Montreal-based Avianor in January delivered the first modified 787 Dreamliner to Kenya Airways and is currently pulling seats from the second aircraft, the companies announced this week. Avianor, an affiliate of DRAKKAR Aerospace & Ground Transportation, is the same aviation maintenance and repair company that repurposed four Boeing 777s and three Airbus A330 aircraft for Air Canada last year.
Avianor said the 787 is the first one to its knowledge with seats removed. The reconfigured cabin can carry up to 16 additional tons of cargo, for a total potential payload of 46 tons.
Airlines, struggling for alternative revenue sources during the COVID pandemic, have repurposed more than 2,500 parked aircraft for dedicated cargo service to meet intense demand to transport critical medical supplies, industrial goods, food and other commodities. Of that total, only about 160 aircraft were changed to allow for floor loading in the cabin.
Meanwhile, Kenya Airways is negotiating with the government to become the country’s primary cargo carrier and fill the void created by the grounding of passenger flights, local broadcaster Citizen Digital reported Thursday.
That would increase competition with the other Nairobi-based cargo airline, Astral Aviation.
Kenya Airways has nine Dreamliners in its fleet. Last year, the carrier used some of them as passenger-freighters, with seats intact. It also operates two Boeing 737-300 freighters and plans to be actively involved in upcoming vaccine distribution in Africa.
CEO Allan Kilavuka said the adapted 787s will increase cargo capacity by 10% and help handle e-commerce growth in Kenya, according to Citizen Digital.
Taking out seats isn’t the equivalent of a full cargo conversion, which typically happens when planes reach their passenger lifespan. Small doors prevent the upper deck from taking containers, forcing airlines to manually load boxes one by one.
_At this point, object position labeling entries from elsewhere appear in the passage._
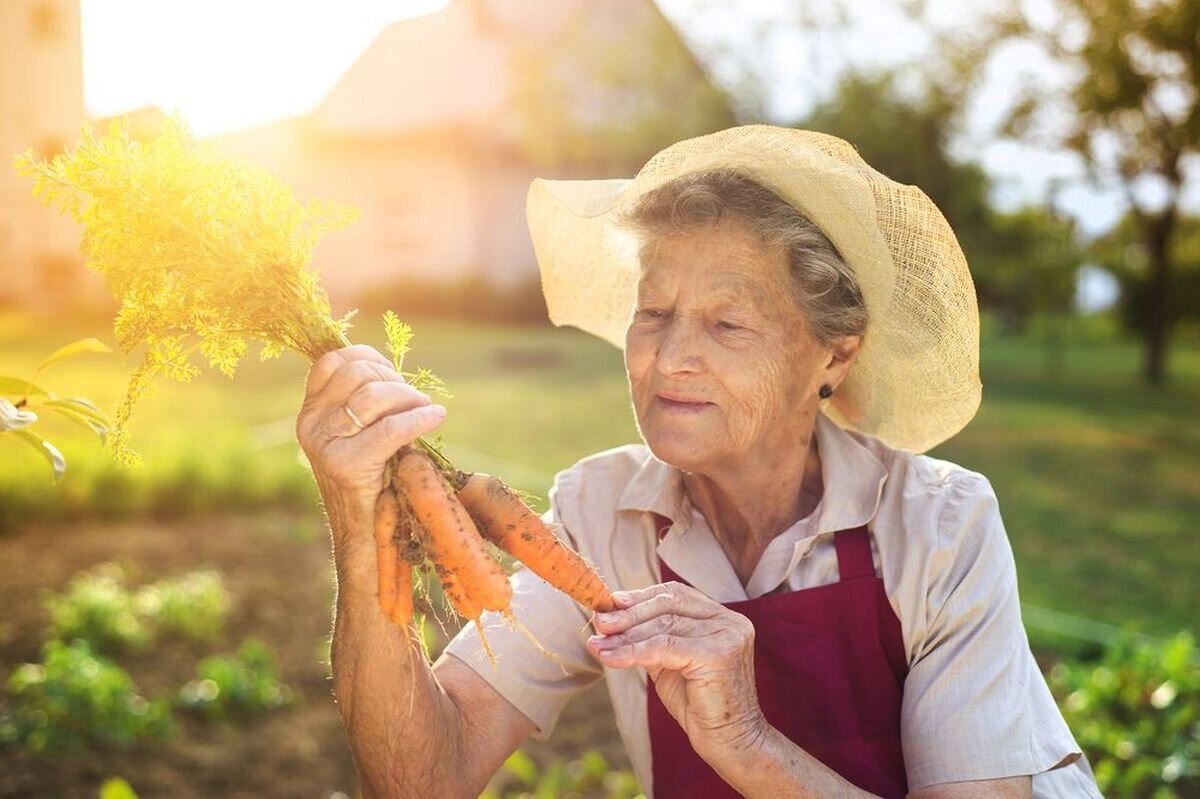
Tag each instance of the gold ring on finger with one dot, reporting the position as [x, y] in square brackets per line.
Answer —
[354, 418]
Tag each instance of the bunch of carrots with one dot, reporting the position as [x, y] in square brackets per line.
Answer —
[205, 253]
[427, 512]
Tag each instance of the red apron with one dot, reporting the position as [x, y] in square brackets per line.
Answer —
[829, 667]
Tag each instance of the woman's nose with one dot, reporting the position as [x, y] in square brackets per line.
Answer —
[679, 349]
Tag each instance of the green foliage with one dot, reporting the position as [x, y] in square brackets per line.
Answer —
[400, 337]
[588, 775]
[202, 252]
[1126, 101]
[117, 788]
[193, 606]
[76, 698]
[97, 607]
[18, 415]
[1024, 262]
[1123, 252]
[1137, 715]
[241, 685]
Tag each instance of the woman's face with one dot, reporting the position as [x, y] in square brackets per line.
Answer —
[721, 365]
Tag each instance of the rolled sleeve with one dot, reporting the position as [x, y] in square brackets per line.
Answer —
[976, 706]
[537, 682]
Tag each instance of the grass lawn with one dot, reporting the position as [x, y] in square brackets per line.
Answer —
[1098, 476]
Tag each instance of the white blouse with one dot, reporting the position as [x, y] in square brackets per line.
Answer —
[976, 706]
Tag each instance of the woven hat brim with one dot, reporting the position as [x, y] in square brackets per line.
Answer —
[916, 382]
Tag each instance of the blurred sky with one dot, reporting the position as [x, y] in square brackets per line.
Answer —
[231, 64]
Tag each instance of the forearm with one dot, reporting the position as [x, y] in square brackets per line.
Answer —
[405, 732]
[773, 766]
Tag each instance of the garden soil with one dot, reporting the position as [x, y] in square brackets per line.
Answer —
[277, 570]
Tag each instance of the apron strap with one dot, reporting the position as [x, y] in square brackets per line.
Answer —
[853, 553]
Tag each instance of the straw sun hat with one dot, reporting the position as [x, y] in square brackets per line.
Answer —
[916, 382]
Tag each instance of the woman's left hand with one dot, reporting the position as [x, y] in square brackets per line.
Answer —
[700, 655]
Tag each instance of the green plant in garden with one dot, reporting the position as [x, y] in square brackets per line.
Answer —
[203, 253]
[1137, 715]
[76, 698]
[117, 788]
[97, 608]
[100, 608]
[588, 775]
[21, 402]
[193, 606]
[241, 685]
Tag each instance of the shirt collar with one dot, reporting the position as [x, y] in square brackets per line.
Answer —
[852, 474]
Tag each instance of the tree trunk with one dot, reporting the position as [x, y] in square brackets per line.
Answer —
[1158, 245]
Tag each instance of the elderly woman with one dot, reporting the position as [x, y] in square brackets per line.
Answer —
[805, 606]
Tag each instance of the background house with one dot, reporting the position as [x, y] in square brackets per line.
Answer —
[433, 133]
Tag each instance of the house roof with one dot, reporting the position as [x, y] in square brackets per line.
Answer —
[456, 67]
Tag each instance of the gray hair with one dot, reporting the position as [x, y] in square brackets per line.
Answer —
[823, 283]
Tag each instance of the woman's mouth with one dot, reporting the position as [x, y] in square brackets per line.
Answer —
[677, 404]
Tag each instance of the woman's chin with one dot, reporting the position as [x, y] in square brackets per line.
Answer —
[687, 452]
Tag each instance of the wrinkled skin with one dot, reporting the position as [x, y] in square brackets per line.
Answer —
[717, 330]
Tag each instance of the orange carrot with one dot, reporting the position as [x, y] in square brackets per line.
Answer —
[511, 526]
[402, 538]
[451, 539]
[387, 552]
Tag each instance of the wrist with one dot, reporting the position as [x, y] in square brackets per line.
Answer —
[735, 743]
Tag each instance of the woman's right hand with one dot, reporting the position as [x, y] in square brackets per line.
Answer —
[347, 460]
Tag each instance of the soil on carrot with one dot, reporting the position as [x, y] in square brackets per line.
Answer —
[277, 570]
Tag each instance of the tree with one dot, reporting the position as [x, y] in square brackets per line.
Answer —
[1123, 253]
[1024, 262]
[1132, 90]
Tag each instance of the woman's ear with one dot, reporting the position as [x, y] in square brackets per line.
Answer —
[843, 354]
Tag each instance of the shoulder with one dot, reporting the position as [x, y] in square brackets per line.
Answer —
[935, 498]
[937, 521]
[586, 496]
And cargo must be light because the floors haven’t been reinforced as they are during a permanent conversion.
The Kenya Civil Aviation Authority and U.S. Federal Aviation Administration issued airworthiness certifications for the modified aircraft. The new configuration requires special fire safety precautions and weight-and-balance guidelines.
The long-haul capability of the 787 and the fact that FAA approval was obtained suggests Kenya Airways could operate some cargo-only flights to the U.S.